Hahahahahaha -- and the prize of the most difficult family of Opiliones goes to..........
So many candidates:
Epedanidae?
Podoctidae?
Phalangiidae?
Ampycidae?
Gagrellinae?
All of those with inadequate literature and/or significant taxonomy done by Roewer or someone even more problematic (like the Goodbyes).

And.. about major changes in iNat -- if I would ever think of doing some I promise I will ask around first... Coordinate efforts are always better.

Posted by adrik29 7 months ago

Hi guys, sorry i went quiet, life got unexpectedly hectic.

@sclerobunus -
I've just remade this proposed direct swap from Vonones sayi -> Libitioides sayi
https://www.inaturalist.org/taxon_changes/132351
Please just press the 'Commit' button there when you're ready to get about 1500 notifications!
If it's still not committed in about a week, i'll aim to execute it.
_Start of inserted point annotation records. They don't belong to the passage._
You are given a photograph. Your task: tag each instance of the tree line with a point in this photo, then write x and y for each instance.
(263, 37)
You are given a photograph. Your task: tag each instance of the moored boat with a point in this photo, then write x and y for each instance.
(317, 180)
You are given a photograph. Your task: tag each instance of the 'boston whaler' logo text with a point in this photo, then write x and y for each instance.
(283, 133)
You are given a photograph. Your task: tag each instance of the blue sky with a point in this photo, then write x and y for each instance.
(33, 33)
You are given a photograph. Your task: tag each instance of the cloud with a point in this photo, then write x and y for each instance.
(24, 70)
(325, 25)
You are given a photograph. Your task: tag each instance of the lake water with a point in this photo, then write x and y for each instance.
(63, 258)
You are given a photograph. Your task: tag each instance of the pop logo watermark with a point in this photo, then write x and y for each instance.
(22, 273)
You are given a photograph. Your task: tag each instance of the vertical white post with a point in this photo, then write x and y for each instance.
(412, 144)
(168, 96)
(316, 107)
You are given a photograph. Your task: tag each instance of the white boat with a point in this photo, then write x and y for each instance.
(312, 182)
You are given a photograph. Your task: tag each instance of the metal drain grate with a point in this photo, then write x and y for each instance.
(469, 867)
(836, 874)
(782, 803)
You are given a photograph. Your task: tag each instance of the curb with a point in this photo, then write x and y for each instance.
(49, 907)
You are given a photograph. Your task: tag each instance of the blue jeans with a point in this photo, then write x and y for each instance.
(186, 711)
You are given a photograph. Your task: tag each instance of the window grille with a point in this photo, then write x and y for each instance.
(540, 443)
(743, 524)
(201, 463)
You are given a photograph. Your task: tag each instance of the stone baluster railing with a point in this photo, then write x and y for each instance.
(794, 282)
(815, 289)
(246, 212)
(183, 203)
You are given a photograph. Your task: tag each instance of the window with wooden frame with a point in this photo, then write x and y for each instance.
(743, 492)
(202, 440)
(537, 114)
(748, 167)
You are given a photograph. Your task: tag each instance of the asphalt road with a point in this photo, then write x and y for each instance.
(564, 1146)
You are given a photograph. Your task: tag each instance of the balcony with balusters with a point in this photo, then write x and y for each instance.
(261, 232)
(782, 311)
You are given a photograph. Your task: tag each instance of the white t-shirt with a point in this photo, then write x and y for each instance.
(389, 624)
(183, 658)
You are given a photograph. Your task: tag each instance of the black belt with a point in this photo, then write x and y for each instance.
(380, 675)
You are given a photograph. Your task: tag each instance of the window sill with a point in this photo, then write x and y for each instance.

I've just made the swap for V.ornatus -> L. ornata, and to limit use of L. albolineata that's now inactivated

Posted by sjl197 7 months ago

@sjl197 Alright, I'll make the change for L. sayi soon... once I mentally prepare for the onslaught of issues that will come up :)

There's already been a few issues with L. ornata. I think if people had mistakenly identified something as Vonones ornatus, and we corrected the ID and got it to research grade, it reestablishes those previously removed IDs as active IDs of L. ornata, and we have to re-correct all over again.